Frustrated by Dr. Gintrac’s vague reports, the minister of the interior sent two new doctors, Orfila and Auvity, to Blaye in late January. But their report was also inconclusive concerning the question on everyone’s mind. By this point, the duchess was almost five months pregnant.

Before the invention of diagnostic imaging techniques, determination of pregnancy was not a straightforward matter. Although experienced doctors could measure the distance from the pubic bone to the uterus (fundal height), it was theoretically possible to conceal a pregnancy until around eighteen to twenty weeks, when the baby would begin to move and the heartbeat could be heard with a wooden stethoscope. That moment was fast approaching for the duchess.

On February 22 the duchess shocked her captors, her defenders, and everyone else in France by announcing to General Bugeaud that she was married. The government’s official paper, Le Moniteur universel, published the text of her declaration on February 26: “Pressed by circumstances and by the measures put in place by the government, and despite the fact that I have the most serious reasons for wanting to keep my marriage secret, I believe I owe it to myself, as well as to my children, to declare that I was married secretly during my stay in Italy.” The duchess concocted the fake marriage announcement in desperation to lessen the scandal that the imminent revelation of her pregnancy would cause. She did not reveal the name of her supposed husband because she did not yet know it.

But her plan backfired in a spectacular manner. When word of the announcement reached Paris, it caused eyebrows across the capital to raise, as the duchess’ supporters finally realized that the rumors must really be true. “The public’s modesty was offended,” the comtesse de Boigne reports, “because everyone read pregnancy in the place of marriage.”

Duchesse de Berry and Her Children, by François Gérard, 1820. Wikimedia Commons, Palace of Versailles.
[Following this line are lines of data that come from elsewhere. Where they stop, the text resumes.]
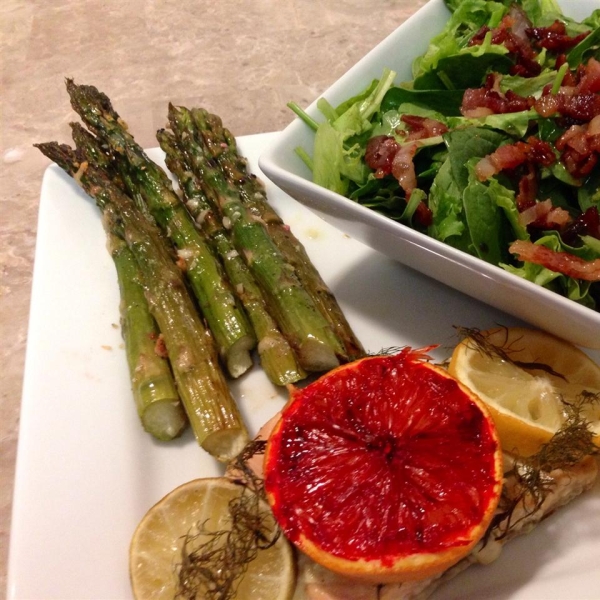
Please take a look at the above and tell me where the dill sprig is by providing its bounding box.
[455,327,567,381]
[175,440,281,600]
[486,392,600,540]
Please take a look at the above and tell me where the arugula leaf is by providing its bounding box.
[577,169,600,211]
[428,158,472,253]
[448,109,539,138]
[413,51,513,90]
[381,87,464,116]
[444,127,510,191]
[462,159,507,265]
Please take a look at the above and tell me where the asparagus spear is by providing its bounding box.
[107,231,188,441]
[36,142,248,462]
[156,129,306,385]
[66,79,256,377]
[169,105,344,371]
[71,123,187,441]
[192,109,364,360]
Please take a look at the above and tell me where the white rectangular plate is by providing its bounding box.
[8,134,600,600]
[260,0,600,348]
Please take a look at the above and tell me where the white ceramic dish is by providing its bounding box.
[7,134,600,600]
[259,0,600,348]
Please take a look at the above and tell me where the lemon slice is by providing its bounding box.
[129,477,295,600]
[449,327,600,456]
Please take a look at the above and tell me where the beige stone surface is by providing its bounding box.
[0,0,425,598]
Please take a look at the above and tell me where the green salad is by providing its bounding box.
[289,0,600,310]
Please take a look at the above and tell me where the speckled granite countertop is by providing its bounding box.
[0,0,425,598]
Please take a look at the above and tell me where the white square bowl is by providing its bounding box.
[259,0,600,348]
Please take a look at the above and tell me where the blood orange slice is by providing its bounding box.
[265,349,502,583]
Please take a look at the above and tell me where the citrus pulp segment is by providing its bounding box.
[449,327,600,456]
[265,349,502,583]
[129,477,295,600]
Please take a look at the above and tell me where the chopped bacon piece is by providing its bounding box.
[475,136,555,181]
[577,56,600,94]
[509,240,600,281]
[556,115,600,179]
[560,206,600,245]
[365,135,400,179]
[365,136,432,227]
[460,76,535,118]
[469,5,542,77]
[392,142,417,195]
[516,164,538,212]
[519,200,571,229]
[400,115,448,141]
[527,20,590,53]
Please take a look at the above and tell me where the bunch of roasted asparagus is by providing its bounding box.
[36,79,363,460]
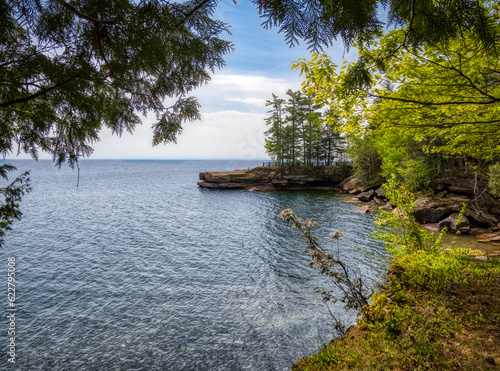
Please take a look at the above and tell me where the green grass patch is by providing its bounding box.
[293,250,500,371]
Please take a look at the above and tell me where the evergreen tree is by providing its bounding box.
[285,89,303,164]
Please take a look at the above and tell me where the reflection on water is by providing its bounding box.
[0,161,387,370]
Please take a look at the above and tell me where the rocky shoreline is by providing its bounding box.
[339,177,500,243]
[198,165,351,192]
[198,165,500,243]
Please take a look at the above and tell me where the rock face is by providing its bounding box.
[339,176,366,194]
[476,232,500,242]
[439,213,470,233]
[198,166,352,191]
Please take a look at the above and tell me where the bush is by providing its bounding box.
[488,162,500,197]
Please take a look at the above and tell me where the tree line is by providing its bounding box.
[265,89,345,166]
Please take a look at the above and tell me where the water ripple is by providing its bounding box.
[0,161,387,370]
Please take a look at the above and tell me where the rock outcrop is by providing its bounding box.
[198,166,348,191]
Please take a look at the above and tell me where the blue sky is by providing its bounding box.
[24,0,356,159]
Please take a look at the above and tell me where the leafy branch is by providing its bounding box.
[279,209,371,314]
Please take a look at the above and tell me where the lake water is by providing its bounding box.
[0,160,387,370]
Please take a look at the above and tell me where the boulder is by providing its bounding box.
[358,189,375,202]
[375,187,385,198]
[439,213,470,233]
[476,232,500,242]
[358,205,372,214]
[413,197,462,223]
[420,223,441,232]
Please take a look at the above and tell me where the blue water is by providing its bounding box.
[0,160,387,370]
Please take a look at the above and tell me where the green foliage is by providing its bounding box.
[0,0,232,165]
[488,163,500,197]
[348,135,382,184]
[252,0,499,54]
[0,164,31,247]
[373,176,446,256]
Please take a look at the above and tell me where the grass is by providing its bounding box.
[293,249,500,371]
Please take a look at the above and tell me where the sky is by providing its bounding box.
[19,0,356,159]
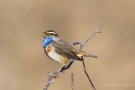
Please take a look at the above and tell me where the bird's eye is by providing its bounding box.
[50,33,53,35]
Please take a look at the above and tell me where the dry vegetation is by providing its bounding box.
[0,0,135,90]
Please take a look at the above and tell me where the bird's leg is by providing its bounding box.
[57,59,74,73]
[63,59,74,70]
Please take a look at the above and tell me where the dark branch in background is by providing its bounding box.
[73,24,103,90]
[43,24,103,90]
[71,73,74,90]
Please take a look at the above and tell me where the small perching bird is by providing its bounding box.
[43,30,97,65]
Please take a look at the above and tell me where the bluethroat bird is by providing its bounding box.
[43,30,96,70]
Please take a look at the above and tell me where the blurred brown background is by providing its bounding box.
[0,0,135,90]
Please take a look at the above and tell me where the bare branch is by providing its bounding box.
[73,24,103,90]
[71,73,74,90]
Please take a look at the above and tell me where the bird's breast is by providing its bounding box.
[46,44,69,64]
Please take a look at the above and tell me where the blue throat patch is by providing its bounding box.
[42,36,53,48]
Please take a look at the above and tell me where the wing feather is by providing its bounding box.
[52,40,81,60]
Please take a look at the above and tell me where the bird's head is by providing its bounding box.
[43,30,59,40]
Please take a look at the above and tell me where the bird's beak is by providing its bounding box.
[43,32,50,36]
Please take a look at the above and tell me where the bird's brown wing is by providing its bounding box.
[52,40,81,60]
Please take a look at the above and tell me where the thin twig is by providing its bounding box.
[73,24,103,90]
[71,73,74,90]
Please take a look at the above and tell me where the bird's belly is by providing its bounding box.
[48,47,69,64]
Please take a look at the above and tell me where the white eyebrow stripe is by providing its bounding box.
[47,32,56,34]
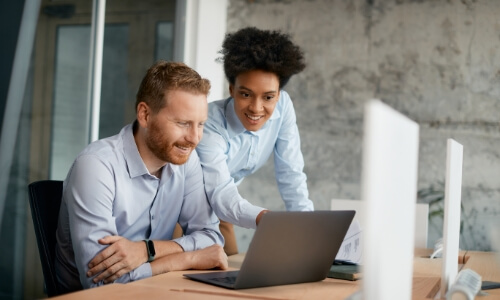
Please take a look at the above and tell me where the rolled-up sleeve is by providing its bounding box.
[196,130,264,228]
[274,98,314,211]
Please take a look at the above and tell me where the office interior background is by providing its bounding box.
[0,0,500,299]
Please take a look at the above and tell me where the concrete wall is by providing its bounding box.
[227,0,500,251]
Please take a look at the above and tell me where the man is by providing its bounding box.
[56,61,227,292]
[196,27,314,255]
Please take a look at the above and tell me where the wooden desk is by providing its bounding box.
[49,250,500,300]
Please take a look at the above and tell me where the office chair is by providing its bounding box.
[28,180,63,297]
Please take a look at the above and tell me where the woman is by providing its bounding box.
[196,27,314,255]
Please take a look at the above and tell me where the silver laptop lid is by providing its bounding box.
[235,210,355,288]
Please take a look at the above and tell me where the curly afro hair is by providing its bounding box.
[217,27,306,88]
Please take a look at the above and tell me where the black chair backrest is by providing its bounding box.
[28,180,63,297]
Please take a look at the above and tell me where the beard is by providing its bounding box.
[146,122,196,165]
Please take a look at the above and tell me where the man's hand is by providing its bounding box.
[151,244,228,275]
[87,236,148,283]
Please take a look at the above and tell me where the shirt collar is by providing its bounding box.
[122,121,179,178]
[224,93,281,138]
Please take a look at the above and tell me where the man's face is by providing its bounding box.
[229,70,280,131]
[146,90,208,165]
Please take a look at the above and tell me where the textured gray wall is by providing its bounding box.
[227,0,500,251]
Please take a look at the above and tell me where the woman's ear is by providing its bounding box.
[137,102,151,128]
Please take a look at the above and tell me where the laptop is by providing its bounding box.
[184,210,355,289]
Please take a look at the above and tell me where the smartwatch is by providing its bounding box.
[144,240,156,262]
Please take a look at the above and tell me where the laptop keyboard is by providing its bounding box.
[210,276,236,284]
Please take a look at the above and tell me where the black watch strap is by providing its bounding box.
[144,240,156,262]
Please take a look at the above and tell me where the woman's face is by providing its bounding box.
[229,70,280,131]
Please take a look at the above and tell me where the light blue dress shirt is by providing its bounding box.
[56,124,224,291]
[196,91,314,228]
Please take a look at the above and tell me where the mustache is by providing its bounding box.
[174,142,196,148]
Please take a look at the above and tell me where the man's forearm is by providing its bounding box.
[152,240,184,260]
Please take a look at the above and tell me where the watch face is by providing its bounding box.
[148,240,156,257]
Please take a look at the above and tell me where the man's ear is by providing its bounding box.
[137,102,151,128]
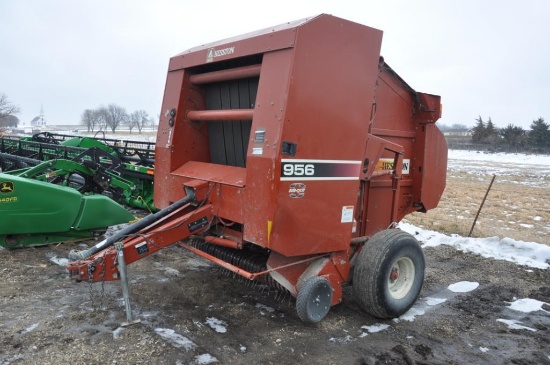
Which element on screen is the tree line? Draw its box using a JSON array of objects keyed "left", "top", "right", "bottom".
[
  {"left": 80, "top": 104, "right": 154, "bottom": 133},
  {"left": 472, "top": 116, "right": 550, "bottom": 153}
]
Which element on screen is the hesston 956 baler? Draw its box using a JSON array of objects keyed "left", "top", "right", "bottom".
[{"left": 68, "top": 14, "right": 447, "bottom": 322}]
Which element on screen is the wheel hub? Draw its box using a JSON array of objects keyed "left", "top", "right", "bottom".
[{"left": 388, "top": 257, "right": 415, "bottom": 299}]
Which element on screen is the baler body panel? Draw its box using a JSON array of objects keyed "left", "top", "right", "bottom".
[{"left": 69, "top": 14, "right": 447, "bottom": 321}]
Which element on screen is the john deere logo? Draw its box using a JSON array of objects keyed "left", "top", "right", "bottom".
[{"left": 0, "top": 181, "right": 14, "bottom": 193}]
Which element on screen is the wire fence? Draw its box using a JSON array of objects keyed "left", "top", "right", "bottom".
[{"left": 404, "top": 172, "right": 550, "bottom": 245}]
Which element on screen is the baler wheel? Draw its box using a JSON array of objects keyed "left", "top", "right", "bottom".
[
  {"left": 353, "top": 229, "right": 425, "bottom": 318},
  {"left": 296, "top": 276, "right": 332, "bottom": 323}
]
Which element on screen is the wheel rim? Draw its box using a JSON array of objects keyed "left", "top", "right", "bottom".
[
  {"left": 307, "top": 282, "right": 332, "bottom": 322},
  {"left": 388, "top": 257, "right": 415, "bottom": 299}
]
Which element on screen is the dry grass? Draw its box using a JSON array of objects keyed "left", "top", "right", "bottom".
[{"left": 404, "top": 172, "right": 550, "bottom": 245}]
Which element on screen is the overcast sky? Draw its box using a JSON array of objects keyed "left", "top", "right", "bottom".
[{"left": 0, "top": 0, "right": 550, "bottom": 129}]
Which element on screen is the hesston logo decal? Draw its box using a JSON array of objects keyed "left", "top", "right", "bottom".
[{"left": 206, "top": 47, "right": 235, "bottom": 62}]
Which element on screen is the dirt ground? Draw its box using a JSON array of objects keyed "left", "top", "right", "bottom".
[{"left": 0, "top": 232, "right": 550, "bottom": 365}]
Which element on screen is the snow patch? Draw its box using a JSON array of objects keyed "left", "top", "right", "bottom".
[
  {"left": 399, "top": 223, "right": 550, "bottom": 269},
  {"left": 361, "top": 323, "right": 390, "bottom": 333},
  {"left": 508, "top": 298, "right": 550, "bottom": 313},
  {"left": 426, "top": 297, "right": 447, "bottom": 306},
  {"left": 204, "top": 317, "right": 227, "bottom": 333},
  {"left": 393, "top": 307, "right": 426, "bottom": 323},
  {"left": 448, "top": 281, "right": 479, "bottom": 293},
  {"left": 497, "top": 318, "right": 537, "bottom": 332},
  {"left": 329, "top": 335, "right": 355, "bottom": 344},
  {"left": 155, "top": 328, "right": 197, "bottom": 351}
]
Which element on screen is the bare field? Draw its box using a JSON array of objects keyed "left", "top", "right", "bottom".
[{"left": 404, "top": 162, "right": 550, "bottom": 245}]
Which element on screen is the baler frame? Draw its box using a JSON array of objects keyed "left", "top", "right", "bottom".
[{"left": 68, "top": 14, "right": 447, "bottom": 322}]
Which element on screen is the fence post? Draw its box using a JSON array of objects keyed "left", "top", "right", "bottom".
[{"left": 468, "top": 175, "right": 497, "bottom": 237}]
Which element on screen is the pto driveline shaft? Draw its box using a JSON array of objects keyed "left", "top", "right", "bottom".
[{"left": 69, "top": 193, "right": 195, "bottom": 262}]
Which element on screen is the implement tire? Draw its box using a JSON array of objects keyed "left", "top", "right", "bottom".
[{"left": 353, "top": 229, "right": 425, "bottom": 318}]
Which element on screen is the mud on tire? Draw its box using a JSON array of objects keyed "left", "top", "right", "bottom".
[{"left": 353, "top": 229, "right": 425, "bottom": 318}]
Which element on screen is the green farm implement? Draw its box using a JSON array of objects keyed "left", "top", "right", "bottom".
[{"left": 0, "top": 133, "right": 157, "bottom": 248}]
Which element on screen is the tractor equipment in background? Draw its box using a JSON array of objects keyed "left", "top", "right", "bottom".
[
  {"left": 0, "top": 132, "right": 157, "bottom": 212},
  {"left": 0, "top": 174, "right": 134, "bottom": 248},
  {"left": 67, "top": 14, "right": 447, "bottom": 322},
  {"left": 0, "top": 133, "right": 156, "bottom": 248}
]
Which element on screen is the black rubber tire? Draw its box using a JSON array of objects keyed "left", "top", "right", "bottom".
[
  {"left": 296, "top": 276, "right": 332, "bottom": 323},
  {"left": 353, "top": 229, "right": 426, "bottom": 318}
]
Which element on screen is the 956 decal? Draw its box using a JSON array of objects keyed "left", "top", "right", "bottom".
[
  {"left": 288, "top": 183, "right": 306, "bottom": 198},
  {"left": 281, "top": 159, "right": 361, "bottom": 181}
]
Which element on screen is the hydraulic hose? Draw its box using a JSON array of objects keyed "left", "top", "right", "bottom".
[{"left": 69, "top": 192, "right": 195, "bottom": 262}]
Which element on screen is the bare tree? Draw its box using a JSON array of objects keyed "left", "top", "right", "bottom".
[
  {"left": 128, "top": 110, "right": 151, "bottom": 134},
  {"left": 80, "top": 109, "right": 96, "bottom": 132},
  {"left": 0, "top": 93, "right": 20, "bottom": 120},
  {"left": 105, "top": 104, "right": 128, "bottom": 133},
  {"left": 93, "top": 106, "right": 108, "bottom": 131}
]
As far as her advisers were concerned, she could not have done anything worse: not only did the declaration of marriage indirectly confirm her pregnancy, but it also disqualified her from acting as the head of the legitimist party. How could the duchess act as regent for her son if she were the wife of another man, and an Italian to boot? It was a disaster for her party, a legitimist Waterloo.

 

During the night of May 10, the duchess felt a sharp pain and realized what it portended. After a short labor, at precisely 3:20 am, the duchess produced a baby girl. The newborn was slightly premature and small but healthy. Her ordeal was almost over. There was only one more formality remaining. “Let the gentlemen enter,” she said. The president of the Tribunal of Blaye, accompanied by the subprefect, a justice of the peace, and several other dignitaries, stood in a solemn semicircle around the duchess’ bed.

“Is this Madame la duchesse de Berry to whom I have the honor of speaking?” the judge asked.

“Oui, Monsieur,” she answered.

“The child that I see there, placed on your bed, is it your child?”

“Oui, Monsieur.”

“What is its sex?”

“It is a girl.”

Their dialogue complete, the gentlemen left the room. But if the formalities were over, the duchess had not yet finished. She still had one card up her sleeve or, rather, under her pillow. To the shock of everyone assembled, she said to Dr. Deneux, with calm poise but taking care to enunciate every word, “When you declare the birth, make sure to name the child’s father. I want to make sure it is written on the birth certificate.” And from under her bolster she removed a piece of paper that she handed to the doctor. It contained the name of the duchess’ new husband: Count Ettore (Hector) Lucchesi-Palli, prince of Campo-Franco, gentleman of the chamber of the king of the Two Sicilies, domiciled in Palermo.

She may have lost her war and given birth in prison, but her baby would have a legal father after all. It did not matter that nobody believed her story that she and Hector had known each other as children (in fact, he was eight years her junior), or her story that they had married secretly in Massa as she planned her campaign, or that she had slipped out of hiding in Nantes to pay him a clandestine visit in The Hague, where he was stationed as a diplomat and where the baby was supposedly conceived the prior August. She had saved at least a measure of face.